COMM0014 Blog Post 2 – Know your audience — the reality of code-switching

Code-switching in its broadest definition is the practice of shifting the language you use or the way you express yourself depending on your audience or environment. This shift may be conscious (e.g., how we speak during a formal business presentation) or unconscious (e.g., the language we lapse into around our old childhood friends).

Code-switching happens all the time and is practised by virtually everyone, but what is particularly interesting to me is the way that race, ethnicity and culture influence how we speak in different situations. A wonderful example of almost seamless and adept use of the practice is the well-documented (and well-parodied by comic team Key and Peele) code-switching of US President Barack Obama. In the case of President Obama and many other African Americans, the ability to code-switch is a matter of necessity, the reason for which is best articulated by Dr. Oscar J. Harp III

Ebonics (a blend of ebony and phonics), a term coined by black psychologist, Dr. Robert Williams, was theoretically developed out of a need for African captives during the transatlantic slave trade to communicate among themselves. Although it’s successfully used in American advertisement, it is repeatedly disdained by educators who admonish black students for its use in the school setting.

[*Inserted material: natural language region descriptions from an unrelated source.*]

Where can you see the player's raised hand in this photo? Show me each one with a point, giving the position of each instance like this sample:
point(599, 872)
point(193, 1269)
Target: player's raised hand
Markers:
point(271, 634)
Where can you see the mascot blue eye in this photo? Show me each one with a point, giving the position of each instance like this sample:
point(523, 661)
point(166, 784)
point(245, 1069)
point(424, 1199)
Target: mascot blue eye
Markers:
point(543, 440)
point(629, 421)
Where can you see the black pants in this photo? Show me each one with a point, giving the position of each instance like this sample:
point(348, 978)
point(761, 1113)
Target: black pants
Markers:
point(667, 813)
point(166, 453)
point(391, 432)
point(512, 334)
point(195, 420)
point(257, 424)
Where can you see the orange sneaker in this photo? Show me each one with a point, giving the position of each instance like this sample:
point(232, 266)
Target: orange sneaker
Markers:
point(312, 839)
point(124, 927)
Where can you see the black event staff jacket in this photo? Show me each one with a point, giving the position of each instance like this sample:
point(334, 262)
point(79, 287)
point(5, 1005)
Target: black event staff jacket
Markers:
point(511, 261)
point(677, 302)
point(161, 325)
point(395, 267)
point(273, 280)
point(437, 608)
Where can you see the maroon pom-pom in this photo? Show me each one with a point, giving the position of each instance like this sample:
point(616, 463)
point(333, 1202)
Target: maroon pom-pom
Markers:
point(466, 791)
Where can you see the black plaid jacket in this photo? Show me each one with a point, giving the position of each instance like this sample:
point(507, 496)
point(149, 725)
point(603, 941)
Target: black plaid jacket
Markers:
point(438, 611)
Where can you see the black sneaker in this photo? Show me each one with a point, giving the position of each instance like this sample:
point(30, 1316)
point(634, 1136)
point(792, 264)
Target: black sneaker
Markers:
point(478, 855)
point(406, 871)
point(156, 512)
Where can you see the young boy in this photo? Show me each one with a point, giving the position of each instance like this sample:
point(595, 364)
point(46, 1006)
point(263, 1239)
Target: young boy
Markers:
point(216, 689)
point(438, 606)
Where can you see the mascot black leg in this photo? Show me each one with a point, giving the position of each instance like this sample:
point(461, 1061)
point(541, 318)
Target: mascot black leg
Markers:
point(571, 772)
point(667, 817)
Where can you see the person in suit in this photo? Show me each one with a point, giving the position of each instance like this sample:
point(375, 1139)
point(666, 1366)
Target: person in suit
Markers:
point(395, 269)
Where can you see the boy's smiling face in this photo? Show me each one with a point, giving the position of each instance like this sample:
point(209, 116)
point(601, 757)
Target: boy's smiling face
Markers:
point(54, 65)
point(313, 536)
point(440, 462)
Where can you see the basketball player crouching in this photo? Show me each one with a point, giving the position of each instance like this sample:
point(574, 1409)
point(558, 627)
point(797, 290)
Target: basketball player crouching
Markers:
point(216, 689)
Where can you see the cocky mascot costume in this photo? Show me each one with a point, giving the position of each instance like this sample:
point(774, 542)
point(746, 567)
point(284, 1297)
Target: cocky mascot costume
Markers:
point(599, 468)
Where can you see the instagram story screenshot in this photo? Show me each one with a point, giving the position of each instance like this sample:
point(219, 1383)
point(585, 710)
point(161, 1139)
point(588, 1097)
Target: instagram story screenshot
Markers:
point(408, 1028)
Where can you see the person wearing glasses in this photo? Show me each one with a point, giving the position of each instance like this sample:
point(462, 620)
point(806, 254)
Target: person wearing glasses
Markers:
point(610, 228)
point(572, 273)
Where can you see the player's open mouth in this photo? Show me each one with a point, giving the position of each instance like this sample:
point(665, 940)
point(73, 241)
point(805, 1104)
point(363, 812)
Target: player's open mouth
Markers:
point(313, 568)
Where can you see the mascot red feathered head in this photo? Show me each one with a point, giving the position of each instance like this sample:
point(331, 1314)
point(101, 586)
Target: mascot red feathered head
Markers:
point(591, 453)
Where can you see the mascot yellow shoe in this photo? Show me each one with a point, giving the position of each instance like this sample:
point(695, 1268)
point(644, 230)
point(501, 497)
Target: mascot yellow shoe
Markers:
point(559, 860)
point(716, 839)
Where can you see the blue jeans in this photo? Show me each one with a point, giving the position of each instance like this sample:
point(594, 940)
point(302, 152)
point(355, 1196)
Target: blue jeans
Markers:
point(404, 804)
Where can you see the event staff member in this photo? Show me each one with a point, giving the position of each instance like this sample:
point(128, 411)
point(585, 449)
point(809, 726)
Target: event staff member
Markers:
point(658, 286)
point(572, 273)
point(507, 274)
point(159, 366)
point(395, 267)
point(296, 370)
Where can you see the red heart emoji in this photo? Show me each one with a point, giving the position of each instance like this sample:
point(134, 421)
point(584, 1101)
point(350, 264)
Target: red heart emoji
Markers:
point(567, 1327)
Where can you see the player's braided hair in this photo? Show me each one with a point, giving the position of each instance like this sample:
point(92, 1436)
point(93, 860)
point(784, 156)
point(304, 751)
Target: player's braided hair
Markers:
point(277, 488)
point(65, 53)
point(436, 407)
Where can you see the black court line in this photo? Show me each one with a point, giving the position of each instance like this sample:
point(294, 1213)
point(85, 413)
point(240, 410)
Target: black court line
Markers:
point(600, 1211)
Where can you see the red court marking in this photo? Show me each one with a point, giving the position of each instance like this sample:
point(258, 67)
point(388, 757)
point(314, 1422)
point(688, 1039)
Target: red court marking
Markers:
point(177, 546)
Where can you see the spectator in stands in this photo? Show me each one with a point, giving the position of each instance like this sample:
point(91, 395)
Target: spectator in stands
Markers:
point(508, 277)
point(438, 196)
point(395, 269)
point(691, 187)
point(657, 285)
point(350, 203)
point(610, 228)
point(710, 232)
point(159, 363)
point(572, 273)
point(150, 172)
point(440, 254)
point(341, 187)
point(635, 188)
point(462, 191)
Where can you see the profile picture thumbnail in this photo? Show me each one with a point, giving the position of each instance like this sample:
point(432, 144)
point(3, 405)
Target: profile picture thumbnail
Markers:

There is a misconception throughout the United States and Canada that there is one acceptable form of the English language, and any deviation away from this accepted standard is viewed with disdain, if not outright distrust. Even though we all engage in code-switching to varying degrees, a fairly homogenous majority has taken it upon themselves to decide that their code wins in arenas such as politics, business and education. Perhaps it can be argued that a standardized language assists effective communication between groups. However, similar to the apocryphal Anglophone tourist abroad who insists everyone speak English, little effort is made for the winning code to more faithfully reflect all of the parties using it.


Thus, I would argue that story-telling alone is not what defines the human experience.
A willingness to listen to the stories of others shows a willingness to learn from lived experiences outside of our own, and insisting on a shift to a standard language leaves so very much lost in translation.